1942年春、松木トメは没落していく山村の暮らしから逃れ、製糸工場の女工となる。しかし敗戦後、西欧化のうねりに飲みこまれるように彼女は上京し、大都市の只中で生き抜くことを決意する。

nippon_konchuki00.jpg松木トメの波乱の半生を主軸として、近代日本社会の辺境を生きる人々を”昆虫”の姿に重ねながら描こうとしている。

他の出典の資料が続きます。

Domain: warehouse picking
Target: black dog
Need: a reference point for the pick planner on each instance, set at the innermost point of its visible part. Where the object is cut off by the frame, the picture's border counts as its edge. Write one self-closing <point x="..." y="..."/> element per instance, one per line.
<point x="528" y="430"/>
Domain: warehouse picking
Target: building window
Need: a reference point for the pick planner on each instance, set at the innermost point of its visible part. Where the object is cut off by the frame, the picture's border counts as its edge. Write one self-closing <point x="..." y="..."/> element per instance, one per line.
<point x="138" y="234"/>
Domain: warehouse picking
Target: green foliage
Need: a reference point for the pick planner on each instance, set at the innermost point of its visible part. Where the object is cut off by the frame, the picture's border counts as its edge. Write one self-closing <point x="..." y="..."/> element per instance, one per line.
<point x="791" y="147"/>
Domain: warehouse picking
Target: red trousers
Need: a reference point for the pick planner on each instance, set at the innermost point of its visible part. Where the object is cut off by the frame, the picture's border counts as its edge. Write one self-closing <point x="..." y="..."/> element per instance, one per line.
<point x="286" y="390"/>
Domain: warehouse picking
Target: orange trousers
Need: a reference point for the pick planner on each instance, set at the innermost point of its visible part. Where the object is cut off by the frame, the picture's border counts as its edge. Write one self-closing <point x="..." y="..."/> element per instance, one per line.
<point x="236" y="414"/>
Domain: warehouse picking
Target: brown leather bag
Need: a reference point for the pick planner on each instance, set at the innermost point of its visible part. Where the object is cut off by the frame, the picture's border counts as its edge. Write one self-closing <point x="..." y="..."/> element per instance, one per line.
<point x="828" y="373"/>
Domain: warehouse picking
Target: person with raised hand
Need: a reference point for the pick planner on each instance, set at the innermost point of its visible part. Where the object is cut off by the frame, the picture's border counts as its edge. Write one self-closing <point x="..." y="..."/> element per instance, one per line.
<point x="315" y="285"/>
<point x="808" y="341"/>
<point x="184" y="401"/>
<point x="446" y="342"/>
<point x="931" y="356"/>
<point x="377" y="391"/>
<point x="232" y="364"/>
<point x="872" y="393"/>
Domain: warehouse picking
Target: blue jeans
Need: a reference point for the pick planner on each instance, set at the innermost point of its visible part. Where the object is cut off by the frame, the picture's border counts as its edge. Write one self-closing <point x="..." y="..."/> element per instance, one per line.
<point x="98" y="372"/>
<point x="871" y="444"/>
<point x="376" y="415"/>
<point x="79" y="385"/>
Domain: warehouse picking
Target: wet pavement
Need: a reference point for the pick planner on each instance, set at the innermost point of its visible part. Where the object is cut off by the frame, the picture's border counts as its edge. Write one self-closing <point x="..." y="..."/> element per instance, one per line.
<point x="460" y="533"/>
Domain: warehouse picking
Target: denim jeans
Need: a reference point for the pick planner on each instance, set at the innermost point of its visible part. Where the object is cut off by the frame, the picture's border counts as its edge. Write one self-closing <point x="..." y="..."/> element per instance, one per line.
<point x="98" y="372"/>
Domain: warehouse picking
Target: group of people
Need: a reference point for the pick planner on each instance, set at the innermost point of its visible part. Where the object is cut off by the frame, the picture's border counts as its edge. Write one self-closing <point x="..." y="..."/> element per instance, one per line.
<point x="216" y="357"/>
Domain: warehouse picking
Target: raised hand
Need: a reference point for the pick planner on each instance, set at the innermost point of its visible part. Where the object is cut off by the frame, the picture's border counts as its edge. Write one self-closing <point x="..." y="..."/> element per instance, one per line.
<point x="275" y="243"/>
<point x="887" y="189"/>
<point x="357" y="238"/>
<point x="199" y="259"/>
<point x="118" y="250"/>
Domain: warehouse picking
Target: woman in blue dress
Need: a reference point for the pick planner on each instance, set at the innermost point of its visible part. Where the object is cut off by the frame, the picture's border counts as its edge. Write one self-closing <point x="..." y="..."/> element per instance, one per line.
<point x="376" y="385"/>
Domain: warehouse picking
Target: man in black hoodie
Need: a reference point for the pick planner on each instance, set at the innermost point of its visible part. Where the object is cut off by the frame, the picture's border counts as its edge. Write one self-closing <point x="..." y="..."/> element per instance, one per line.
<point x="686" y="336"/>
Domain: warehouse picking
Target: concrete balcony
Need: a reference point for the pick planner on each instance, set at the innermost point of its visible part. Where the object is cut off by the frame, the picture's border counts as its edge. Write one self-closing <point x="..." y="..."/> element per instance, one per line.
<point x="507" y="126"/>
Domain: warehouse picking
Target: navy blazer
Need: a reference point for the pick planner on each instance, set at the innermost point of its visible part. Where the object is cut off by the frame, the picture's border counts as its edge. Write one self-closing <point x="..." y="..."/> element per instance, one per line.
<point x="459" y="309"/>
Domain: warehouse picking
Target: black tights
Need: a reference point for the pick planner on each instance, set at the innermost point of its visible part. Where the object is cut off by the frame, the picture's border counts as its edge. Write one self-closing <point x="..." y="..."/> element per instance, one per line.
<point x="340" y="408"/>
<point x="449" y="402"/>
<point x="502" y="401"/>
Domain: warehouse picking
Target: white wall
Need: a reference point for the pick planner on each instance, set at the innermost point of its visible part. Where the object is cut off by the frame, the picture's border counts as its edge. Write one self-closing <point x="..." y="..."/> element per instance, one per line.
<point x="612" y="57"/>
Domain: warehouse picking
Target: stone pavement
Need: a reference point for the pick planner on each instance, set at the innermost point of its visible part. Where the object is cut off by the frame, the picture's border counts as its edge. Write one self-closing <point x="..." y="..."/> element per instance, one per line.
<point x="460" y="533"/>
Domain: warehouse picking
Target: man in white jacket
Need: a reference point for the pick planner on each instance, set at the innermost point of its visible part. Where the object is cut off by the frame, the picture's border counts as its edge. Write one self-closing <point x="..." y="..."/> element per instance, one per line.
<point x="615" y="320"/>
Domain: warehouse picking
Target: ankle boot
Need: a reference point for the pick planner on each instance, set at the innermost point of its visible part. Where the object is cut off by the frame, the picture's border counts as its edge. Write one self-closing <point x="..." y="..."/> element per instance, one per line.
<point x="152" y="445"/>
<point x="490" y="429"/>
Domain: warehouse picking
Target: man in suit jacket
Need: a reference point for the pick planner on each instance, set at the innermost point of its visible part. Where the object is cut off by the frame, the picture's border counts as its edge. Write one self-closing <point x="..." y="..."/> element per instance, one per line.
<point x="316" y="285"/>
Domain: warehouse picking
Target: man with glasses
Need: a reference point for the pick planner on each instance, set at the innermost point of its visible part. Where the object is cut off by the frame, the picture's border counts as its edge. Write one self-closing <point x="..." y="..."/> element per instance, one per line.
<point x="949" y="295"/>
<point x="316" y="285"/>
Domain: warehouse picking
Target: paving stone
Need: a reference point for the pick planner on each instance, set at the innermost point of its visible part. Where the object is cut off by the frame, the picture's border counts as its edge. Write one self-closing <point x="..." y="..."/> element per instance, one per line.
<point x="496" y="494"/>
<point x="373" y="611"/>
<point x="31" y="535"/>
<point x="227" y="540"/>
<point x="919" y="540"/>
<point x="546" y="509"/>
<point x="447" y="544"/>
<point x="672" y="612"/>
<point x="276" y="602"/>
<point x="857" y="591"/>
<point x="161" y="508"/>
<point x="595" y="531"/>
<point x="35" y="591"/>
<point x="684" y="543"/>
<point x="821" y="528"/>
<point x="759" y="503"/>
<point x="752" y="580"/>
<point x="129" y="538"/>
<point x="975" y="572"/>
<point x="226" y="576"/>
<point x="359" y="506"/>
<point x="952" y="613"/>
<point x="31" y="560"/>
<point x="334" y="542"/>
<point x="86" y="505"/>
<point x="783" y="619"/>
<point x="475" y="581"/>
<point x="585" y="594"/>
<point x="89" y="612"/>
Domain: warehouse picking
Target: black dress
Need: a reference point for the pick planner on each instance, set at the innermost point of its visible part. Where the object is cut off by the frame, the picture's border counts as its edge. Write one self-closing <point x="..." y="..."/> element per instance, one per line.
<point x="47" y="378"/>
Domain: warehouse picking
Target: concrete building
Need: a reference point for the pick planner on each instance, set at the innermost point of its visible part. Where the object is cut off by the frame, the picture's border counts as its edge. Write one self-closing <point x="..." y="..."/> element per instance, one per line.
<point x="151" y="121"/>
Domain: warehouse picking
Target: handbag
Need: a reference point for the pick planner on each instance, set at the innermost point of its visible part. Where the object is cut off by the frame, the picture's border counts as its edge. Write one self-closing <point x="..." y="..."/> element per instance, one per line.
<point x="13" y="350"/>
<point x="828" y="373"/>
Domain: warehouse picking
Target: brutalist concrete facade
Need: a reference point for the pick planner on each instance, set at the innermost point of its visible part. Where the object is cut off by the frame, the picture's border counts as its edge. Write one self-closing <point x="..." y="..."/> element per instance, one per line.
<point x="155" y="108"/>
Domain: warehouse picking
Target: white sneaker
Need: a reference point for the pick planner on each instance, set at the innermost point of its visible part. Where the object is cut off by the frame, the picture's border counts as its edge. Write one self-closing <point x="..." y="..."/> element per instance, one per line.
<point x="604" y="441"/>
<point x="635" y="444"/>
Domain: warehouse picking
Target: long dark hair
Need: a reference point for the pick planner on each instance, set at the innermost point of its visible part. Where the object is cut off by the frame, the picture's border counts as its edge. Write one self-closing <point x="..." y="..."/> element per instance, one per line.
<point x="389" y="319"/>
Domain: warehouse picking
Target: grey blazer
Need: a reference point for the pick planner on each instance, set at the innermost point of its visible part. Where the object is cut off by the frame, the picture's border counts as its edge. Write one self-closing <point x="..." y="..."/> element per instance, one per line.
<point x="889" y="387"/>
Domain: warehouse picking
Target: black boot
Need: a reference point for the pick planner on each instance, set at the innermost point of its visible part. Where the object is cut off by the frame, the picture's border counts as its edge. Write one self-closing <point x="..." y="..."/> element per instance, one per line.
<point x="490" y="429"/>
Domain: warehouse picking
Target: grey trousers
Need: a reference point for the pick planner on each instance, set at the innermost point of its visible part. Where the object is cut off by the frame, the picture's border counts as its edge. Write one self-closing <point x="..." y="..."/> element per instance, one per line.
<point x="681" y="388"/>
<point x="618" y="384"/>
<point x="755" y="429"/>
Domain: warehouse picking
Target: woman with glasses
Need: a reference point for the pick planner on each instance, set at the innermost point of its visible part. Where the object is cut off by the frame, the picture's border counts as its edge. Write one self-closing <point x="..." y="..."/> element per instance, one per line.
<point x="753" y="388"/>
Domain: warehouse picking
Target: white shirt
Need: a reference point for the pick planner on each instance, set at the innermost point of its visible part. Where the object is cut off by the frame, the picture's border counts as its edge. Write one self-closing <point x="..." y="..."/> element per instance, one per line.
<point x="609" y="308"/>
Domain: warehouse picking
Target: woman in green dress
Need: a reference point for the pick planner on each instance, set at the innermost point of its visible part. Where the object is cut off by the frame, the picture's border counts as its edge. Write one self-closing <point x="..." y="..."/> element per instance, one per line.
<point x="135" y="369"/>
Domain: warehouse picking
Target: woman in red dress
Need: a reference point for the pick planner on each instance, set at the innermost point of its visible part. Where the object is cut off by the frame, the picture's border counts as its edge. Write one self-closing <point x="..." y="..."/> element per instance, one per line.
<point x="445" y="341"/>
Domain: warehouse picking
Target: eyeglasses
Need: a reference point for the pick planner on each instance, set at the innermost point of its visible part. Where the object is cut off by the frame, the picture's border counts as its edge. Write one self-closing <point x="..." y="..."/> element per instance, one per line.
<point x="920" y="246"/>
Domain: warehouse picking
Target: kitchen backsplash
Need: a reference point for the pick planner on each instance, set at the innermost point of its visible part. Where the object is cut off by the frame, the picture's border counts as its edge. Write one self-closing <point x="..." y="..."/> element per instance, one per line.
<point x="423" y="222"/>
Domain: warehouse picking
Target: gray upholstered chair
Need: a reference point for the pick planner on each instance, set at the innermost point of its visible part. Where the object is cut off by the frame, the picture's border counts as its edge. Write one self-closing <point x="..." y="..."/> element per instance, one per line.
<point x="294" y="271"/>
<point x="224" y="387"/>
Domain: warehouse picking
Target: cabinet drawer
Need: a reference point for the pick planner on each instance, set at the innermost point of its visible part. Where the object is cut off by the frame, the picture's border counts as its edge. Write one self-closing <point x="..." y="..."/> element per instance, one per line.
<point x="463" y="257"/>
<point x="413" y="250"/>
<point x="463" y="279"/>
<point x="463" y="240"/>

1918年、トメは貧しい山村に生まれるが、1942年には家から離れ、女工となる。その翌年、トメは村に呼び戻され、地主の息子との間にひとりの娘を儲けるが、貧しい田舎暮らしに耐えられず、その娘を残したまま独り上京し、文字通り体を張ってカネを稼いでいく。トメが生き抜く40年あまりの年月を通して、西欧化を加速させる社会の暗部が描かれ、さらに前近代的な慣習の残る山村と都市との暮らしぶりが対比される。ある種の記録映画のような作品だった。

とくに山村と都市で暮らす男の対比が面白く感じられた。田舎の男は純朴だが、頼りがいはない。他方、都会の男は言葉が巧みで狡猾、自己中心的なご都合主義者である。その違いが、そのまま山村と都市という共同体の違いに重ねられている。
日本社会は戦後、都市化を加速させたため、トメや娘の信子はその流れに飲み込まれるように東京へと押し出される。そして都会の男たちの食い物にされてしまうのだ。その近代の男を象徴するのが問屋を営んでいる唐沢である。彼はコールガールの元締めとなったトメのパトロンになるが、娘の信子にも手を出し、自分の情婦にしようとする。トメからは”お父さん”と呼ばれ、信子からは”パパ”と呼ばれるようになった唐沢は、若い信子の肉体に夢中になり、その体をまさぐりながら、カネの力で彼女の未来を買い取ろうとする。その姿はとても醜悪で、強い印象を残す。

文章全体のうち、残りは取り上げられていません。